Дома она не находила себе места. Что же предпринять? Наконец снова отправилась в школу.
Около пионерской комнаты она встретила Алешу Пронина в лыжном костюме с нашитыми на рукаве лычками председателя совета отряда. Лоб Алеши был перевязан широким белым бинтом и от этого волосы его казались особенно черными.
— Есть очень важное дело… — обратилась к нему учительница.
— Важное? — подтянулся Пронин и выжидающе посмотрел на Анну Васильевну.
Она рассказала о происшествии.
— Нужна ваша помощь. Давай соберем актив класса. Я буду ждать вас в учительской.
Не прошло и получаса, как перед Анной Васильевной сидели: классный организатор, члены редколлегии во главе с редактором Игорем Афанасьевым и еще три пионера.
— Ребята, — сказала учительница с такой тревогой в голосе, что все насторожились, — два часа тому назад у нас в школе произошел позорный случай.
Ребята сидели серьезные, притихшие.
— Представьте себе, — сурово говорила она, — станет наш Федюшкин работать на заводе, даст ему мастер задание, а он ответит: «Не хочется делать» — и уйдет домой. Вот, скажут, воспитала школа! Какая? Восемнадцатая имени Героя Советского Союза Василия Светова. Приятно нам будет? Думает ли Федюшкин о чести нашей школы? Нет, конечно! И нам надо напомнить ему об этом.
Подойдя к столу, она взяла карандаш, хмурясь, постучала им беззвучно по ладони.
— Хуже всего то, что так недостойно поступил человек, изучающий Сталинскую Конституцию. Что же это получается? Отвечает по Конституции на пять, а что делает?..
Она умолкла.

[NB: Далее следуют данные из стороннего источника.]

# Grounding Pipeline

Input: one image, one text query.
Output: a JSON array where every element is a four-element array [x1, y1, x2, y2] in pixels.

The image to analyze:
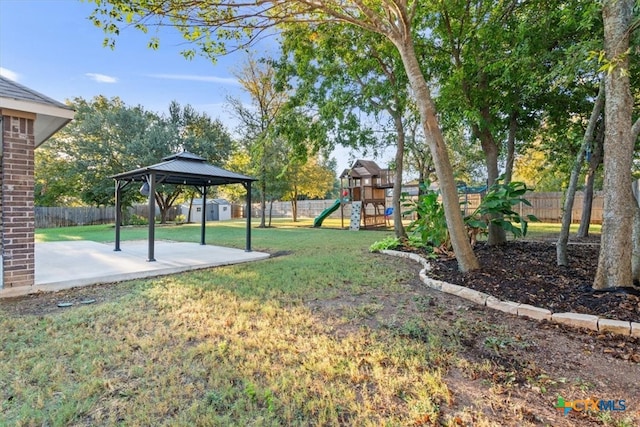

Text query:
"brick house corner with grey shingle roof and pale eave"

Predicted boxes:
[[0, 76, 74, 289]]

После недолгой паузы спросила:
— Могу я рассчитывать на вашу помощь?
За всех ответил Пронин:
— Будьте спокойны, Анна Васильевна!
И, став смирно, скомандовал:
— Сбор по цепочке!
Они все мгновенно исчезли, только Пронин остался и, озабоченно расхаживая по учительской, что-то сосредоточенно обдумывал.
— Надо, чтобы цепочка не ржавела, — наконец сказал он.
— Верно! Когда все соберутся, председательствовать, конечно, будешь ты, — заметила Анна Васильевна, словно иначе и быть не могло.
— А о Федюшкине вы расскажете?
— Нет, зачем же, ты председатель совета отряда… тебе доверено руководство…
— Ясно! — решительно сказал он.
В это время из двора во двор мчались пионеры.
— Сбор по цепочке!
— Сбор по цепочке!
И маленькие фигуры, запахивая на ходу пальто, надвигая поглубже на головы шапки, бежали в школу.
Отряд собрался в пионерской комнате. Пронин поднялся, оперся пальцами о стол.
— Товарищи, знаете, что у нас произошло?
Федюшкин сидел у двери, виновато опустив голову. Он и сам уже не рад был, что «проявил характер».
Пронин рассказал о поведении товарища.
— Желающие выступить есть?
Поднялось несколько рук. К столу подошел Игорь, не торопясь достал из кармана куртки блокнот и, постучав по его обложке карандашом, — точно так, как это делала недавно учительница, — спросил у класса:
— Если нам учителей не слушаться, так кого тогда слушаться? Он спрятал блокнот и, повернувшись к Федюшкину, воскликнул, требовательно глядя на него карими, с золотой искринкой глазами.
— Называется человек Конституцию изучает! — У него сорвался голос, он «пустил петуха», но ничуть не смутился, прокашлялся и продолжал: — А ты о чести отряда подумал? О школе подумал? Это если у тебя личные переживания, или фантазия, так что взбрело на ум, то и делай? А сила воли где? Галстук с него надо снять! — заключил Игорь энергично. — И учителя Конституции попросить, чтобы оценку снизил. Вот!
Афанасьев пошел к своему месту, Брагин шепнул ему в догонку: «Правильно!»
— Ребята, — поднялся было Федюшкин; голос его жалобно дрогнул, лицо приняло виноватое выражение.
Ему не дали договорить.
— Четырнадцать лет ребята!
— Раньше надо было думать!
— Он и учится спустя рукава!
— Садись уж!
Но Федюшкин все же выкрикнул:
— Анна Васильевна, я дома выучу… и еще дополнительно!
Его маленькое личико с невысоким лбом и несколько вытянутыми вперед губами стало растерянным, всем видом своим он умолял забыть этот прискорбный случай.
Алеша Пронин поднял руку, призывая к тишине, с возмущением посмотрел на Федюшкина.
— Нет, не дома! — и повернулся к Рудиной, сидевшей в стороне: — Анна Васильевна, пусть завтра здесь останется… и подольше.
— И останусь, а чего же, и останусь! — решительно сказал Федюшкин.